California law firm heads to D.C.
- By Judi Hasson
- Apr 18, 2005
Looking to get a foothold in the federal market, a California law firm has acquired a robust Washington, D.C., firm that has one of the nation’s largest outsourcing practices.
The April 4 merger of San Francisco’s Pillsbury Winthrop and the law offices of Shaw Pittman, based in Washington, D.C., is another sign that the outsourcing market is growing and firms outside the Beltway want a place in it, according to experts.
Although Pillsbury Winthrop had a small outsourcing practice on the West Coast, its acquisition of Shaw Pittman gives the firm a better position for global outsourcing and federal government work.
"This is going to give them a huge footprint on the ground in the nation’s capital," said Ward Bower, a legal management consultant at Altman Weil. "It rounds out their significant national presence and establishes them as a national firm as well. I would think they would have an inside track to outsourcing [business] in the federal government."
The new name for the combined firm is Pillsbury Winthrop Shaw Pittman, and it employs 900 lawyers in 16 locations.
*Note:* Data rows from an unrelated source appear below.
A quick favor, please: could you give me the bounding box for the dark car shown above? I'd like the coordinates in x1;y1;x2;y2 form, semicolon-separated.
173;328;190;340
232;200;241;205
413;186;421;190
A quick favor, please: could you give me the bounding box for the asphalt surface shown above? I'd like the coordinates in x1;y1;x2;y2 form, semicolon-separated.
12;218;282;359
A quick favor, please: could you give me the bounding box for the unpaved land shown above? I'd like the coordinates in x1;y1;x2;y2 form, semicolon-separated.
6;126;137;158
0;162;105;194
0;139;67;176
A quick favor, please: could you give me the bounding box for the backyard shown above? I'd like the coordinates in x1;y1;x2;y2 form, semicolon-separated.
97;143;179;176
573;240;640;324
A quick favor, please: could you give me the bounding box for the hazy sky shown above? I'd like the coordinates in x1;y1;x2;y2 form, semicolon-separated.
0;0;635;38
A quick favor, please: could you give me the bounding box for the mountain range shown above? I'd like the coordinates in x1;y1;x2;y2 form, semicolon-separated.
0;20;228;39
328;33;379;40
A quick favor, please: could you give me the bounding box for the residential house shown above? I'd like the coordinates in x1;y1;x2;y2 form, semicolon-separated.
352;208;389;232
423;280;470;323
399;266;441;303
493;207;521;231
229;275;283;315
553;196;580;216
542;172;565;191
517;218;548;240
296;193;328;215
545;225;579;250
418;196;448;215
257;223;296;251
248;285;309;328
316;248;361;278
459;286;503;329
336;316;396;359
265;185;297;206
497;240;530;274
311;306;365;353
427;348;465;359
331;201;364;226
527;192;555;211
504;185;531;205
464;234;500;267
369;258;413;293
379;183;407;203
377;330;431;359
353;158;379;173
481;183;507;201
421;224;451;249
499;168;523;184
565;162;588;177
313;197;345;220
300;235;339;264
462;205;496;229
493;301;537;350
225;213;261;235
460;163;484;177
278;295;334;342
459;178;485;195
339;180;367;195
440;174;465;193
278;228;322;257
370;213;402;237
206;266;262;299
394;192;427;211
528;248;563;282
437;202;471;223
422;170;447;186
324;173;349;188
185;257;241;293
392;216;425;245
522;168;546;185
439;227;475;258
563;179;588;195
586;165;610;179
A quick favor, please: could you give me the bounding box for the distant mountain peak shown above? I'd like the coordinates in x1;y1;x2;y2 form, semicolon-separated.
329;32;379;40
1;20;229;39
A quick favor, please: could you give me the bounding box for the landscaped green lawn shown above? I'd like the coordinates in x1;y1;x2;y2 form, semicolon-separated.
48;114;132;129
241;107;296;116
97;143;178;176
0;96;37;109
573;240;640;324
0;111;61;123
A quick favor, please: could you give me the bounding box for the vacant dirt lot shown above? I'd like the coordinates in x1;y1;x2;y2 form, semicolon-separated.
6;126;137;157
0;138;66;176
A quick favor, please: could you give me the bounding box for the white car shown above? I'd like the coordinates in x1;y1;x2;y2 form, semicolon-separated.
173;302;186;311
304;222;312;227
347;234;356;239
The combined annual earnings for the new firm will exceed $600 million. The merger also gives the California-based firm a major outlet in Northern Virginia's high-tech corridor and increases its profile with offices in New York and London.
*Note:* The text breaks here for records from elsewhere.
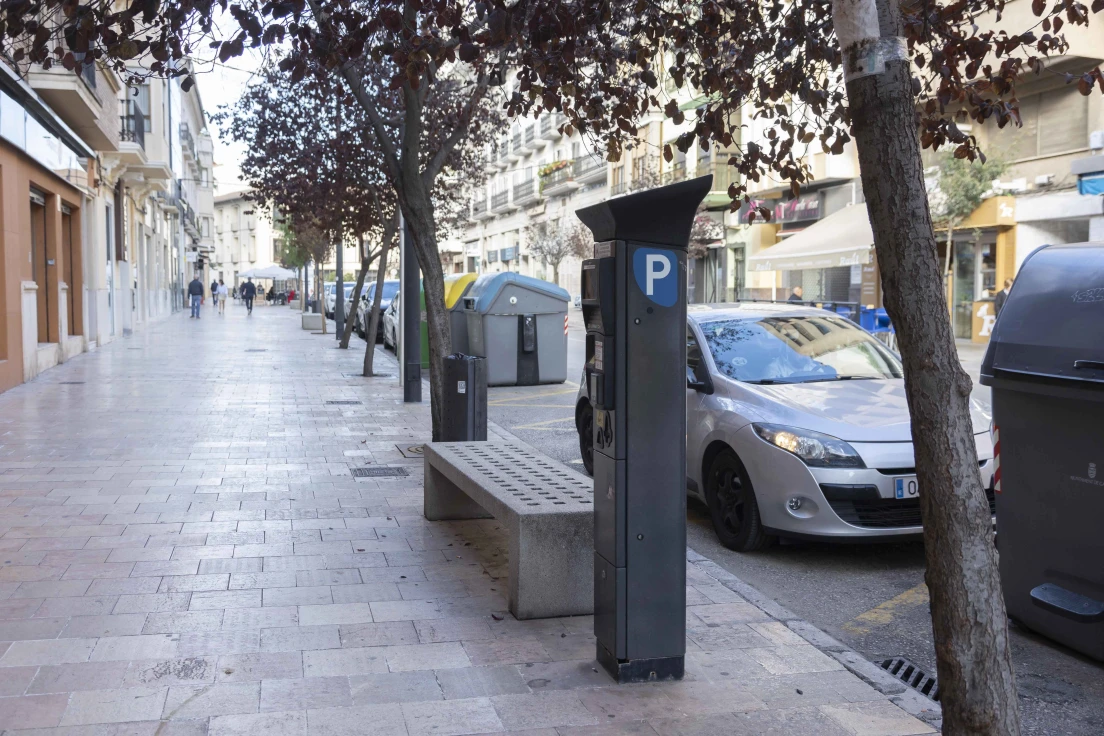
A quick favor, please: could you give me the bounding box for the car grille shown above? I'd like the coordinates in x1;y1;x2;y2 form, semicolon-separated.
824;487;997;530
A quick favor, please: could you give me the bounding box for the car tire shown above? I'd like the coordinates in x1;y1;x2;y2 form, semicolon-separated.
705;449;773;552
577;403;594;477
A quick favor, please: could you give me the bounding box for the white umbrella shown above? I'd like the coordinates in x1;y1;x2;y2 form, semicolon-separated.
250;265;296;280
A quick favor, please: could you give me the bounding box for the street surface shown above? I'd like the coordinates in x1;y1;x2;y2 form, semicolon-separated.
472;309;1103;736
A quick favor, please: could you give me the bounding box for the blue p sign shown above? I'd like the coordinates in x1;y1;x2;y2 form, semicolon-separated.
633;247;677;307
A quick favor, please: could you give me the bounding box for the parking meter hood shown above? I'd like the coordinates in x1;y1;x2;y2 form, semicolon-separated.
575;175;713;247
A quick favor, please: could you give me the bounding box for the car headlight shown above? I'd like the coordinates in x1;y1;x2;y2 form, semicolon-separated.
752;423;865;468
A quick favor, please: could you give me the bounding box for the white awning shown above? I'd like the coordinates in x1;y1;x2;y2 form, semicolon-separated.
240;265;296;279
747;203;874;272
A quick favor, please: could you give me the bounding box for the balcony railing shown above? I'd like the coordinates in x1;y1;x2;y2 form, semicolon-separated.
498;138;509;162
524;125;535;145
610;181;628;197
709;162;734;193
544;165;573;190
472;198;487;217
511;131;522;150
573;153;607;181
119;101;146;150
491;190;510;210
664;160;686;184
513;178;538;203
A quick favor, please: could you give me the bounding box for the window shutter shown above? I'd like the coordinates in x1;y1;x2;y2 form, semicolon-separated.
1038;86;1088;156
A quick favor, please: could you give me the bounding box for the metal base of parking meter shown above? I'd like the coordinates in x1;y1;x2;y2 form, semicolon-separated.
401;216;422;403
577;176;712;684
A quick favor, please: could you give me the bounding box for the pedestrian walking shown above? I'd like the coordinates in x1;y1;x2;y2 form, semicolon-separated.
188;275;204;318
241;277;257;315
210;279;219;309
787;286;804;303
217;279;228;315
994;277;1013;316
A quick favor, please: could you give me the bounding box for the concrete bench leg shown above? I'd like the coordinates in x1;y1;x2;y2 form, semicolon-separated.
508;513;593;620
424;463;493;521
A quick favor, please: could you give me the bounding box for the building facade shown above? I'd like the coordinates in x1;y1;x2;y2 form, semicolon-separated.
212;191;280;286
0;55;215;395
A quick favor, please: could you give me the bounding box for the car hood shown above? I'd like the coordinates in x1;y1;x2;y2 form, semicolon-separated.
724;378;989;443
Shaw Pittman's outsourcing practice brings in $40 million to $50 million a year, said Bob Zahler, who helped develop the practice and now a partner in the combined firm.
Pillsbury Winthrop's "major objective was to build a national and global footprint," Zahler said. Of the major practices the firm has, outsourcing is the most valuable, he added.
Shaw Pittman attorneys advised National Security Agency officials several years ago when they developed Groundbreaker, a $2 billion project to update and manage NSA's hardware and software.
More recently, the firm guided officials at the Financial Management Service, a Treasury Department bureau, during negotiations to update an outsourcing contract for the Electronic Federal Tax Payment System.
"Outsourcing has become such a key component in the business world today," said Zahler, a senior member of the firm’s outsourcing group. "Shaw Pittman had the dominant legal practice in it, with more than 80 lawyers and consultants."
It's a good bet for the California firm, too, said Harris Miller, president of the Information Technology Association of America.
Any business in the government marketplace will be strong for the foreseeable future, including "law firms, recruiting firms, accounting firms and everything that provides a strong infrastructure around government," he said.
Larry Allen, executive vice president of the Coalition for Government Procurement, said the move is another sign that outsourcing is in.
"The second thing at play here is that it follows a trend in law firms," Allen said. "If you see a particularly hot area you want to get your firm in, you raid that practice area or you acquire another firm."
Shaw Pittman has been successful in government outsourcing projects worldwide. Firm officials helped outsource all of Australia’s nondefense federal work. They also advised the United Kingdom's Inland Revenue, Great Britain’s tax collection agency, when it recompeted an outsourcing contract for technology and business services.